Da rannte sie eilig weiter und kam zu den Sternen, die freundlich und gut zu ihr waren und von denen jeder auf seinem eigenen kleinen Stühlchen saß.
Doch der Morgenstern erhob sich und gab ihr ein Hühnerbein und sagte: "Wenn du dieses Hühnerbein nicht hast, kannst du den Glasberg nicht öffnen, und im Glasberg sind deine Brüder."
Das Mädchen nahm das Hühnerbein, wickelte es sorgfältig in ein Tuch und ging weiter, bis sie zum Glasberg kam.
Die Tür war verschlossen, und sie wollte das Hühnerbein hervorholen.
Doch als sie das Tuch aufmachte, war es leer, und sie hatte das Geschenk des guten Sterns verloren.
Was sollte sie nun tun?
Sie wollte ihre Brüder retten und hatte keinen Schlüssel für den Glasberg.
Die gute Schwester nahm ein Messer, schnitt sich eines ihrer kleinen Finger ab, steckte ihn in die Tür und schaffte es, sie zu öffnen.
Als sie eingetreten war, kam ihr ein Zwerg entgegen und fragte: "Mein Kind, was suchst du hier?"
"Ich suche meine Brüder, die sieben Raben", antwortete sie.

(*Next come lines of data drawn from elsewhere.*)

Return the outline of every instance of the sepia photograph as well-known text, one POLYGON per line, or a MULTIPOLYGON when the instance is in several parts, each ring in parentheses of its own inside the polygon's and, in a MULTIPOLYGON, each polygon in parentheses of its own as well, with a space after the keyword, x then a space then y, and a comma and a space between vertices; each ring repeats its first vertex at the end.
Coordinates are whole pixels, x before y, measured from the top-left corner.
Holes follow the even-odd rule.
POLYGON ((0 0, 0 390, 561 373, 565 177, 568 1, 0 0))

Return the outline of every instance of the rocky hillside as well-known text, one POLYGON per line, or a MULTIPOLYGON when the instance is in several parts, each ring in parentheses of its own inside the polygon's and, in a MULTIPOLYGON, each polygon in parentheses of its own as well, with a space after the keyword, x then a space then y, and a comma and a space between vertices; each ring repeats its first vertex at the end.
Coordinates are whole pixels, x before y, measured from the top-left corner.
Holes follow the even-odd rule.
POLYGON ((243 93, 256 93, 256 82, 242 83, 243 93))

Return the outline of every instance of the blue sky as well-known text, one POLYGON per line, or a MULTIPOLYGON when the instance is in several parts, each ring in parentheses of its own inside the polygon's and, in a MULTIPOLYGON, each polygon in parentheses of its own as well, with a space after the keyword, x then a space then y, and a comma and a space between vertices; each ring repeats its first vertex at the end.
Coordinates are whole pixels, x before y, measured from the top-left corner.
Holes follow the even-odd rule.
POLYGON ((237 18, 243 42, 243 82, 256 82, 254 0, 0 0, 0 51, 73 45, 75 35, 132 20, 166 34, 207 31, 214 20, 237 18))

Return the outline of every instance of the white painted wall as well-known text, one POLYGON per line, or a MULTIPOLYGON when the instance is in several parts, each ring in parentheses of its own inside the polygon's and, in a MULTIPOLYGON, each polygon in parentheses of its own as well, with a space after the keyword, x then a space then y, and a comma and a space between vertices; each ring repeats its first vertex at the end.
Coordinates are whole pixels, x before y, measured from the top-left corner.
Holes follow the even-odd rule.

Der Zwerg sagte: "Die Herren Raben sind nicht zu Hause, aber wenn du hier warten willst, bis sie kommen, tritt ein."
Darauf trug der Zwerg das Abendessen der Raben herein, auf sieben kleinen Tellern und in sieben kleinen Gläsern, und die kleine Schwester aß von jedem Teller ein Bisschen und aus jedem Glas trank sie einen Schluck, doch in das letzte Glas ließ sie den Ring fallen, den sie mitgebracht hatte.
Plötzlich hörte sie ein Rauschen von Flügeln und ein Sausen in der Luft, und der Zwerg sagte: "Nun fliegen die Herren Raben nach Hause."
Dann kamen sie und wollten essen und trinken und suchten ihre kleinen Teller und Gläser.
Da sagte einer nach dem anderen: "Wer hat von meinem Teller gegessen?
Wer hat aus meinem Glas getrunken?
Das war ein Menschenmund."
Und als der Siebte auf den Grund seines Glases blickte, rollte der Ring gegen seinen Schnabel.
Er betrachtete ihn und sah, dass es ein Ring seines Vaters und seiner Mutter war, und sagte: "Gott gebe, dass unsere Schwester hier ist, dann sind wir erlöst."
Als das Mädchen, das hinter der Tür stand und lauschte, diesen Wunsch hörte, trat es hervor, und augenblicklich verwandelten sich alle Raben wieder in ihre menschliche Gestalt.
Und sie umarmten und küssten sich und gingen fröhlich nach Hause.